Raymond Ltd’s move to sell its premium property ‘JK House’ in Mumbai to its promoters and their extended family will result in loss of over Rs 650 crore for the company and its shareholders, proxy advisory firm IiAS has said. Raymond stock came under huge selling pressure, plunging nearly 10 per cent in early trading session today following the IiAS warning. The stock, after making a weak opening, further plummeted 9.83 per cent to Rs 598.10 on BSE. Later, it recovered the losses and was trading at a per cent higher at Rs 669.50 in the afternoon.
“In its forthcoming AGM on 5 June 2017, Raymond has presented a resolution to make an offer to sell its premium real estate at throw-away rates to its promoters and their extended family. Should this transaction go through, IiAS estimates that it will result in an opportunity loss of over Rs 650 crore for the company and its shareholders,” IiAS said. It further said: “Raymond Ltd’s own valuation report states that the residential property is valued at Rs 1,17,000 per square foot (built up), putting a value on the entire transaction at Rs 7,100 crore”.
It added: “Raymond, however, proposes to sell the property to the Singhania family factions for Rs 9,200 per square foot of carpet area – an over 90 per cent discount to market rates.” JK House is located at Breach Candy, Mumbai. Raymond spokesperson, in an email reply, said: “We adhere to the highest level of corporate governance. All relevant facts were put forth in the AGM notice to the shareholders much before any report was published, to take an informed decision. Needless to state that the promoters, being interested parties, will abstain from voting on this matter.”

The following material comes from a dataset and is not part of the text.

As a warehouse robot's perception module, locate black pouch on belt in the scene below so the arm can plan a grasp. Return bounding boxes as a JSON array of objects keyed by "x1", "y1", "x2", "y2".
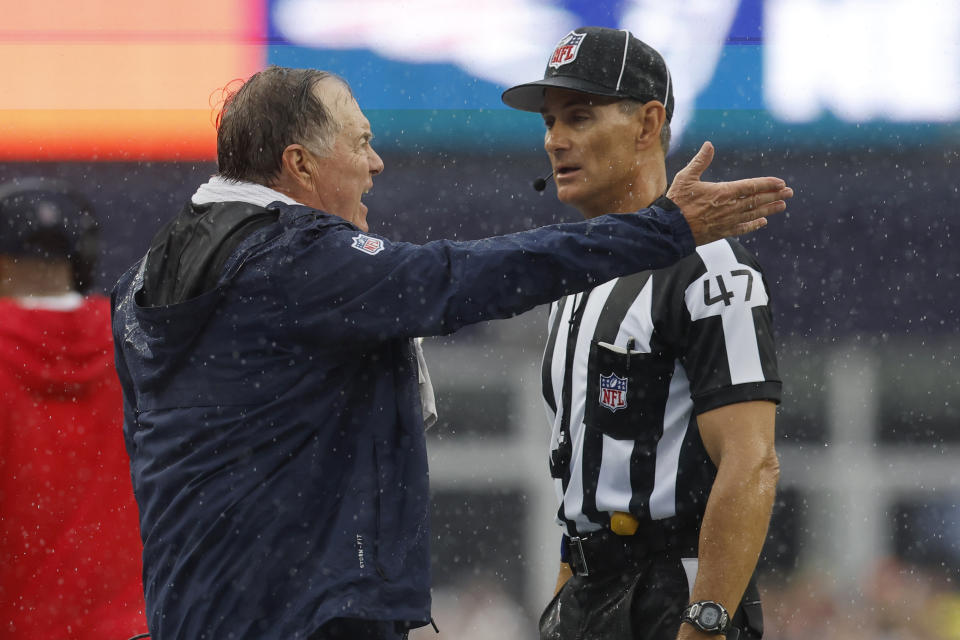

IiAS said Raymond has spent Rs 270 crore — not including the cost of land — in rebuilding JK House. The proxy advisory firm recommends voting against this transaction. It also alleged that the company’s board has failed to protect the interests of the minority shareholders. “From the perspective of transparency and good governance, the board has failed in discharging its fiduciary responsibilities towards shareholders. The quality of board oversight at Raymond is of concern if the board is unable to separate the interests of the company and its promoters,” IiAS said.
It also questioned fairness of the company’s audit committee, whose members include Vijaypat Singhania, a direct beneficiary of the transaction. IiAS said Raymond’s shareholders must engage with the company and “seek the removal of promoters from the audit committee and the nomination and remuneration committee, and ask for both committees to be comprised only of independent directors.
“These measures will ensure that the committees are devoid of any potential conflict. They must also seek to separate the role of Chairperson and Managing Director, and push for a non-family Chairperson who can provide stronger oversight over the Singhania family, and one that can separate the interests of the company and its promoters.”